La circulaire fixe également des objectifs régionaux de relogement des réfugiés, pour les 17.500 logements hors contingent HCR. Ces objectifs, qui ne concernent ni l'Ile-de-France, ni la Corse, vont de 925 en Bretagne à 2.472 en Auvergne-Rhône-Alpes et 2.470 dans le Grand Est, en passant par 1.995 en Nouvelle-Aquitaine, 1.631 dans les Hauts-de-France et 1.480 en Provence-Alpes-Côte d'Azur.
Outre un suivi mensuel précis des relogements et du nombre de réfugiés présents dans les structures d'hébergement pour demandeurs d'asile ou de droit commun (voir article ci-dessus), les préfets sont invités à "mobiliser" les bailleurs publics et privés - notamment sous la forme d'une contractualisation d'objectifs - et à "structurer" les initiatives privées, de façon à trouver des solutions de relogement "adaptées aux besoins de ces personnes dans un objectif final d'autonomie et d'intégration". Les préfets sont également invités à veiller "à ce que les élus locaux soient engagés dans l'atteinte de ces objectifs, [...] à la fois pour identifier et proposer des logements mais aussi pour favoriser et encourager l'ensemble des dynamiques locales nécessaires à la bonne intégration des réfugiés".

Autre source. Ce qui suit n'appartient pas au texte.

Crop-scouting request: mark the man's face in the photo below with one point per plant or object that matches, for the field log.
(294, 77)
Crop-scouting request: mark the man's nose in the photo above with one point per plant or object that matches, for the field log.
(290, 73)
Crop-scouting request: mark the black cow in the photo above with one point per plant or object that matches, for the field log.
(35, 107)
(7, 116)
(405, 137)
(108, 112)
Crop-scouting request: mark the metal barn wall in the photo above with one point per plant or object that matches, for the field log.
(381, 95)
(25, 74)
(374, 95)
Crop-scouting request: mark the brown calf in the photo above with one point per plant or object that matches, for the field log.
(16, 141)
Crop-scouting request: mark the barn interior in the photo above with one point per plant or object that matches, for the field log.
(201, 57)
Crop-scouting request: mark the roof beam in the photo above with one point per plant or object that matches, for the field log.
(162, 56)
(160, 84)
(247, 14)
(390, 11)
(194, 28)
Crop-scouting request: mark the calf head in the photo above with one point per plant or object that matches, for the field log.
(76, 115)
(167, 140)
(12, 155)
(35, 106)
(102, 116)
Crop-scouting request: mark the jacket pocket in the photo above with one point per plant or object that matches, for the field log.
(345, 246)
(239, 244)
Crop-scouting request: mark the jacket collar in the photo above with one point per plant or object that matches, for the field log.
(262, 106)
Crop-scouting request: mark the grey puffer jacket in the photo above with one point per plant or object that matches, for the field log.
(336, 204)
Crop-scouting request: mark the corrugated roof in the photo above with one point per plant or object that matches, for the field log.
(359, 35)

Au passage, la circulaire confirme que les aides aux communes pour le relogement des réfugiés (d'un montant unitaire de 1.000 euros), prévues par la circulaire du 9 novembre 2015 pour les logements mis à disposition avant le 31 décembre 2017, ne seront pas reconduites en 2018.

 

Références : ministère de l'Intérieur, ministère de la Cohésion des territoires, circulaire du 12 décembre 2017 relative à l'examen des situations administratives dans l'hébergement d'urgence (mise en ligne d'le 18 décembre 2017) ; instruction relative au relogement des personnes bénéficiaires d'une protection internationale (mise en ligne le 18 décembre 2017).